清晨時空氣都泛著香甜。崔三桂將鸚鵡關進鳥籠。它叫嚷著,扒著鐵籠不肯進去。
那鳥籠呈銀色,方有藥有些懷疑這鳥籠是不是用銀子做的。
感受到她的注視,崔三桂不好意思地撓撓頭,道:“姑娘見笑了,小桂一直如此。”
小桂便是鸚鵡的名字。
鸚鵡學舌果真名不虛傳,小桂又學起來:“一直如此,一直如此。”
進屋這麼久,不見崔老爺。方有藥四處張望,除了崔三桂,再冇看見一個人影,連個家丁也不曾看見。

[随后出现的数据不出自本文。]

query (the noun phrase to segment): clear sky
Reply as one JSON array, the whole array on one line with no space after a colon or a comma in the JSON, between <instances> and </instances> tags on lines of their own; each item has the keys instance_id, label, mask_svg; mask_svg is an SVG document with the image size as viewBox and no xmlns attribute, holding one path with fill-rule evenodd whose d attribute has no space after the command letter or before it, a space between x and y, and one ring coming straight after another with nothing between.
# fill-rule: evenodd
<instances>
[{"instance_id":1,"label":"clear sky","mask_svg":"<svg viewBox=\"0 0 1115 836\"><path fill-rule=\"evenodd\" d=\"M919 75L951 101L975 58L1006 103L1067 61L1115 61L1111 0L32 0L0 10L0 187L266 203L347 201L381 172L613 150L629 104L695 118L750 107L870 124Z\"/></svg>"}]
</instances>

崔三桂看出了方有藥的奇怪,便道:“我父親體恤下人,今日便都讓他們休假去了。”
崔宅不似京中繁華,該有的卻都有。一座假山魚池正對著大門。
魚池旁還種著一棵梅樹。梅枝伸得極長,有幾枝落入水中。魚都圍繞上去,以為是撒的魚食。
方有藥一眼便瞧見坐在假山上釣魚的老翁泥塑。
池子裡的魚個頭肥大,一番跳躍,將水濺得有三尺高。
崔三桂老早便注意到她手中的玉佩。是塊好料子,但可惜有幾條裂縫。
與他呆的久了,方有藥便覺身上充滿陽氣。離開崔三桂也不會被憲加找到,她不知道得待到何時。
崔三桂傳了郎中,將她肩膀上沾血的繃帶給解下。
那撕裂的傷口觸目驚心,崔三桂守在門外,手裡抓著一把鳥食。
“姑娘記得切莫再讓它流血了。”郎中叮囑道。
方有藥應和著點頭。
她也不想讓傷口撕裂,但每次裂開還不都是因為憲加。
方有藥與崔三桂一同送走了郎中,他還留下了藥,方有藥隨手一放,就不知道塞進了哪裡。
崔三桂倒了杯茶。
方有藥暗自感歎這些有錢人家的泡茶技術怎麼都這樣好。
要是能聘請到墳頭專門泡茶就好了。
他將熱氣吹散,問道:“姑娘可否細說你為何被追殺?”
想來也是,崔三桂怎能聽信她的一麵之詞就相信她。
萬一是歹人可就得不償失了。
“公子可信神佛?可知世上有鬼”方有藥一副神秘模樣,將茶盞放在桌上。
崔三桂嚥了口茶,道:“自然是信的。不然為何靈堂裡還建有佛像?”
她歎了口氣:“我今近日被一隻鬼盯上了,他想取我性命。”
崔三桂顯然震驚,他還未曾聽聞被鬼追殺一事。
他激動地一拍手心,“姑娘,我知道有一神婆可驅鬼,姑娘若是信得過,便隨我一同去?”
方有藥不信什麼神婆,但也應了聲。
就算死馬當活馬醫。比一直躲著強。
崔三桂的執行能力不是一般強,當即備好了轎子,隻差方有藥坐上去。
“你是不是有些過於急切了?”
她欲言又止,幾次三番想張口。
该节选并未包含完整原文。